Maybe because you're perfectly satisfied with whatever software version you're using and have found "upgrades" to be buggy, for starters. Case in point, Norton Internet Security 2005. Downloaded the upgrade from the Symantec website, paid $45 for it, and now I need to format c:/. I don't want to format c:/. It is a PITA to do that, and I'm going to have to back up a lot of shareware and use up hours of my life because Symantec doesn't have a decent uninstall/upgrade program and messed up my hard drive on my one year old laptop. I used CheckFree for a decade or more, but Quicken bought them out. Same services at the same price ($12.95/mo)for their newly-acquired CheckFree customers, but they charged their other customers less ($9.95/mo). Then my credit union came out with a great deal: no charge at all for sending at least 4 e-payments per month!

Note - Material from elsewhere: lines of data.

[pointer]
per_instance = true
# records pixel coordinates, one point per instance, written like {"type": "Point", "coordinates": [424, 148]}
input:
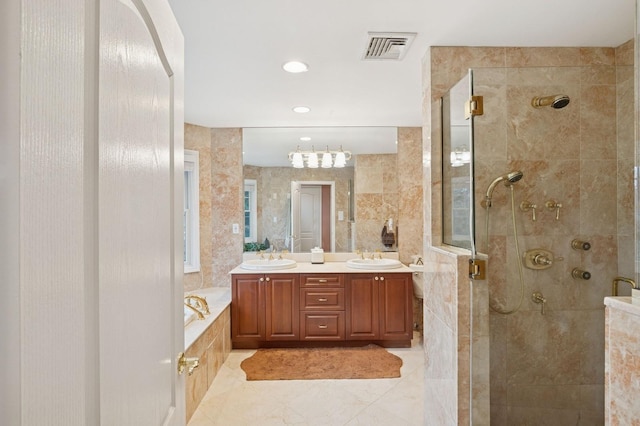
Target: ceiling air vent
{"type": "Point", "coordinates": [388, 46]}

And they provide online tools for reconciling your monthly statement, plus I get a monthly snail mail statement, and I can send incidental payments via online, like the flowers for a funeral I just sent a couple of weeks ago. Check around to find out what credit unions are available to you. They are usually a much better deal than regular banks, and not all credit unions are closed to their particular species. For example, mine is open to other family members who aren't in my profession.
Except that their service really isn't. See, instead of hooking your program straight up to the banks systems (which they could do), they route everything through their servers.
So, once they decide it has been long enough since you bought your old version and now you need to shell out more to get the same functionality, they disable the service for the older versions.
The point is, the service doesn't have to be this way. It's only there to force consumers to get a newer version of Quicken! They could easily have written it to allow consumers to talk directly to banks... but then the consumers wouldn't need them anymore. It's planned obsolensce.